Why I Fuck With ESCAPE FROM L.A.
John Carpenter is the best director of all time. Bold statement, I know, but I mean every word of it. It’s easy to herald the classics -- Assault On Precinct 13, Halloween, The Thing, Escape from New York, Big Trouble in Little China, et al. -- and make a case that his best work is some of the greatest genre output ever created. He was untouchable for over a decade and enjoyed a run of form that would make most director’s blush. However, what makes Carpenter the best in my book isn’t just the classics. For me, the director’s worst movies are just as important. You see, even at his “worst”, Carpenter still possesses the ability to entertain better than some of the greats at their best. In short: I fuck with Escape from L.A. -- and others.
Needless to say, I'm in the pro camp when it comes to this bizarre action adventure. Here are a few reasons why I love it:
A terrific ensemble of cult actors.
Just look at the cast here - Kurt Russell, Bruce Campbell, Pam Grier, Stacy Keach, Steve Buscemi, Peter Fonda. That’s Snake Plissken, Ash Williams, Coffy, Vincent Kane, Mr. Pink, and Wyatt from Easy Rider sharing a bill. And that’s not to mention the rest of roles in their respective ouvre’s. In terms of talent that makes most genre nuts mark out whenever they appear on screen, Escape from L.A. is populated with bona fide genre icons taking part in the type of outlandish movie they built careers on.
It’s soooooo 90’s.
If you’re a 90’s kid like me, then you have a soft spot for the decade that gave us nu-metal, flashy alternative aesthetics, music video-esque action movies, and a sense of fun and attitude that disappeared when the new millennium happened and ruined everything. The 90’s felt like a party -- at least in my childhood mind it did -- and it was all leading up to the end of the world. The soundtrack here alone is pure apocalyptic 90’s, with the likes of Sugar Ray (before they defined 90’s pool parties), White Zombie, and other alternative artists from back when popular music was grungy and exciting. On top of that, it’s typical of the type of cartoonish sci-fi fare from back then that made future societies seem like fun places to be. Maybe Strange Days and Starship Troopers had more to say about the state of the world, but Escape from L.A. had basketball and surfing.

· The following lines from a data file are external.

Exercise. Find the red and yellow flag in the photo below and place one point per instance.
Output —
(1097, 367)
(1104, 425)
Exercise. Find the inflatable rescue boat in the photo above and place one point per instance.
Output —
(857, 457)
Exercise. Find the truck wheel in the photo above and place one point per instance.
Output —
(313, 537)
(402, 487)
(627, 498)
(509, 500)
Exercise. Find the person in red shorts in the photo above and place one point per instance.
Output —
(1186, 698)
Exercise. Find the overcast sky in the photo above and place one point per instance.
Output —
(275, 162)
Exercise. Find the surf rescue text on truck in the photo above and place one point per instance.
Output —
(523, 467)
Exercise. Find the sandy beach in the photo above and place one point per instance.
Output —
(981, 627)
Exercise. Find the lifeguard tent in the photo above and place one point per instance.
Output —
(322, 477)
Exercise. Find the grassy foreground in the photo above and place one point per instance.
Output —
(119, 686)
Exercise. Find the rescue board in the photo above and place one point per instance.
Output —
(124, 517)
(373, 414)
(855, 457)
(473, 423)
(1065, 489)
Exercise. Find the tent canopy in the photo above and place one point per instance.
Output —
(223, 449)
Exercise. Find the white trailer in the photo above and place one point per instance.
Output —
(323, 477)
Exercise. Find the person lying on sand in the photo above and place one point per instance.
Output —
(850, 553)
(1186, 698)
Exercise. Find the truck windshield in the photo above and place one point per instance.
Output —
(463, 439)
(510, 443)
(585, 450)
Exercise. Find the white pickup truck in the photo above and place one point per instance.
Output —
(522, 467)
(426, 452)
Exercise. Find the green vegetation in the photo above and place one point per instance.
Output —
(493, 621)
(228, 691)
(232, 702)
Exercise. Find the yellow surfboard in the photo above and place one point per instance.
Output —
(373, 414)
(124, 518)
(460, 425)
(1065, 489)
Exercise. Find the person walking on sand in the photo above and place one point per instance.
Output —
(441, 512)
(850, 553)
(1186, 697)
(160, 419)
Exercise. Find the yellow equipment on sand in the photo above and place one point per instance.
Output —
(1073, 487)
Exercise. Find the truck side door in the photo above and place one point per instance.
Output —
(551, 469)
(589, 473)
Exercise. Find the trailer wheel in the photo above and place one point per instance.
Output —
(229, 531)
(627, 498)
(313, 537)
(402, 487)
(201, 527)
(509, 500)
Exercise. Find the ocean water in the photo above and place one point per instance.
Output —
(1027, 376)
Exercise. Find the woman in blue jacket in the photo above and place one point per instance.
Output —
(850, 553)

The sheer ridiculousness of Escape from L.A. and how Russell navigates his way through it all completely straight-faced is nothing short of magical. It’s a fun movie, but Russell refuses to wink at the audience and acknowledge the joke. Even when he’s surfing a tidal wave to pounce on Steve Buscemi’s vehicle, he sells it with the conviction of a man who’s deadly serious. He’s the Snake Plissken that the 90’s needed and it’s a shame that we didn’t get more of him in this iconic role afterwards. All because people didn’t know how good they had it when this movie was originally released.
L.A.? More like HELL-A!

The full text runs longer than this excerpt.